Happily Ever After

Apparently, 17 years ago today I got engaged (and if you’re trying to do the maths, I’ll save you the trouble, yes, 6 months and 22 days later, I gave birth to a bouncing baby boy, well he wasn’t so much bouncing as not breathing, but eventually, after a nurse beat the shit out of him, that problem was rectified and eventually, bounce he did. Hell, he’s bounced so much he doesn’t even live in the same state as me). And I only know this, because, obviously, I posted it on Facebook (did it really happen if it wasn’t posted) and that memory popped up this morning. We’ve been over this, but I’m not so good with the remembering of dates and events and even showing up for dinner at my parents house when they’ve invited me and I’ve accepted said invitation. My brain, it is not so good.

Anyway, 17 years ago today I said yes to forever (or until death do we part, whichever happens first – we know how this story ends). And according to my Facebook post, I was very excited based on the amount of exclamation points I used. I was 26 years old (I had to break out the calculator to figure that out, just FYI), and I had no idea what it meant to be married. I’m guilty of being quite the romantic, with big notions in my head about what it would be like, all the amazing things that would happen. With time, and heartbreak, I’ve gotten somewhat more grounded but that young woman was living all up in the clouds, imagining the perfection that would be her life. I know, I couldn’t even type that with a straight face. But I was young, naive and in love with the idea of forever.

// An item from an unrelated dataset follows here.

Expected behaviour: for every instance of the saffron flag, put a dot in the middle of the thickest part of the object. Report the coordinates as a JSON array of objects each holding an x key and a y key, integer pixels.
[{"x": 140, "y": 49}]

We got 10 years. And neither Ash or I were all that fun to be married to. We took turns being assholes. We took turns being the one to say we’re done. Marriage was nowhere near the dream I thought it would be. Add children, and it was pretty disastrous, me with my grand notions of a perfect man and family and him with his grand notions of I’m the man, I can do what I want. I’m putting words in his mouth, but that was my perception of him, especially for the first few years of marriage. Ultimately, though, we loved each other something fierce and never gave up.

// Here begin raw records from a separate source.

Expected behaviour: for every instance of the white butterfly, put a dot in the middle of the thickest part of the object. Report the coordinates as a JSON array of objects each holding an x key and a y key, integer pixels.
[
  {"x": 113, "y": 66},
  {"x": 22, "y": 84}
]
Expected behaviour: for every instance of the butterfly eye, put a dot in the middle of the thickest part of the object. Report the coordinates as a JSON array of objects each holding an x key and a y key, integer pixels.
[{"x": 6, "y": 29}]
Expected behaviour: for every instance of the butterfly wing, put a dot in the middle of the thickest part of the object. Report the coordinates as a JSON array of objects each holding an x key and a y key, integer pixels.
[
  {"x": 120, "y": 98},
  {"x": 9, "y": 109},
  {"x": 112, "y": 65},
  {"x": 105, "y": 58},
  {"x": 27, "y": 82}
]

I can’t help but wonder what our lives would be like today had he not had to get the cancer and die. I imagine, hell I fucking know, it wouldn’t be what it is now. Our oldest would not be living his dreams in baseball boarding school (heavy on the baseball, very light on the education). Their relationship, I shamefully admit, was not a great one. Ash and I were raised very differently, together we were very much like oil and water and very unfortunately, our oldest took the brunt of that. We tried, we really did, him in his way, me in my way, but our ways were so much different that it wasn’t the beautiful picture of family bliss I had in my head. Again, I was young and very naive. And stubborn. Ash, too, was young and stubborn. And we were both selfish. We got better with Colt. More compromise. More wisdom. More patience. But we didn’t get long. Just when we were starting to get a grip on life, our lives, as we knew it, ended. And then, Ash’s life ended. Forever.

The life I’ve created without Ash is somewhat unconventional. I let Jack live his dreams, not because I think this approach is better or this program will get him where he wants to be, but because this is what makes him happy, this is what he needs to feel his own sense of normalcy. No one knows who he is. No one knows what he’s been through. No one has expectations of perfection. He’s just Jack, trying hard, learning far more than I could teach him and becoming a man. As for Colt, we’ve got a really good thing going. It’s no secret, I was not the greatest mother to him for a long time, much like I wasn’t the greatest wife to Ash. Colt and Ash are identical in personality, so far different from my own. And it took time for me to learn how to accept it, how to embrace it, how to cherish it. But we have found our rhythm, he is his own person, so authentically him and it is awe inspiring.

I’m not sure what my point is here. I really veered off the beaten path. Story of my life actually. But I know this – without feeling pain, you’d never know when you felt joy. The life I’ve created without Ash is not what I would have pictured. But nothing in life is. I’m grateful I said yes 17 years ago. It may not have been happily ever after, but there’s no such thing.